Edit: Here is the code that I'm working with, and I'm trying to get it to work like Alex Martelli's example. The following code is saved in Settings.py:
import ConfigParser
class _Settings():
#property
def enableautodownload(self): return self._enableautodownload
def __init__(self):
self.config = ConfigParser.ConfigParser()
self.config.readfp(open('settings.ini'))
self._enableautodownload=self.config.getboolean('DLSettings', 'enableautodownload')
settings = _Settings()
Whenever I try to refer to Settings.settings.enableautodownload from another file I get: AttributeError: 'module' object has no attribute 'settings'. What am I doing wrong?
Edit 2: Never mind about the issue, I retyped the code and it works now, so it must have been a simple spelling or syntax error.
The alternatives to global variables are many -- mostly:
explicit arguments to functions, classes called to create one of their instance, etc (this is usually the clearest, since it makes the dependency most explicit, when feasible and not too repetitious);
instance variables of an object, when the functions that need access to those values are methods on that same object (that's OK too, and a reasonable way to use OOP);
"accessor functions" that provide the values (or an object which has attributes or properties for the values).

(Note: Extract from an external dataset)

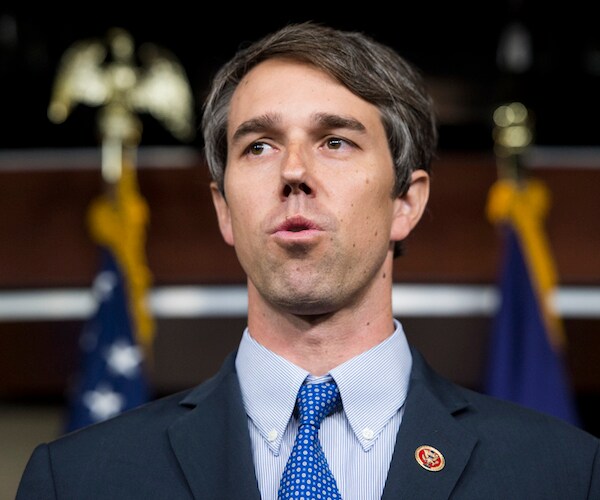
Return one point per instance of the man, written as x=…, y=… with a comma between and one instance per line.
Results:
x=319, y=143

Each of these (esp. the first and third ones) is particularly useful for values whose names must not be re-bound by all and sundry, but only accessed. The really big problem with global is that it provides a "covert communication channel" (not in the cryptographic sense, but in the literal one: apparently separate functions can actually be depending on each other, influencing each other, via global values that are not "obvious" from the functions' signatures -- this makes the code hard to test, debug, maintain, and understand).
For your specific problem, if you never use the global statement, but rather access the settings in a "read-only" way from everywhere (and you can ensure that more fully by making said object's attributes be read-only properties!), then having the "read-only" accesses be performed on a single, made-once-then-not-changed, module-level instance, is not too bad. I.e., in some module foo.py:
class _Settings(object):
#property
def one(self): return self._one
#property
def two(self): return self._two
def __init__(self, one, two):
self._one, self._two = one, two
settings = _Settings(23, 45)
and from everywhere else, import foo then just access foo.settings.one and foo.settings.two as needed. Note that I've named the class with a single leading underscore (just like the two instance attributes that underlie the read-only properties) to suggest that it's not meant to be used from "outside" the module -- only the settings object is supposed to be (there's no enforcement -- but any user violating such requested privacy is most obviously the only party responsible for whatever mayhem may ensue;-).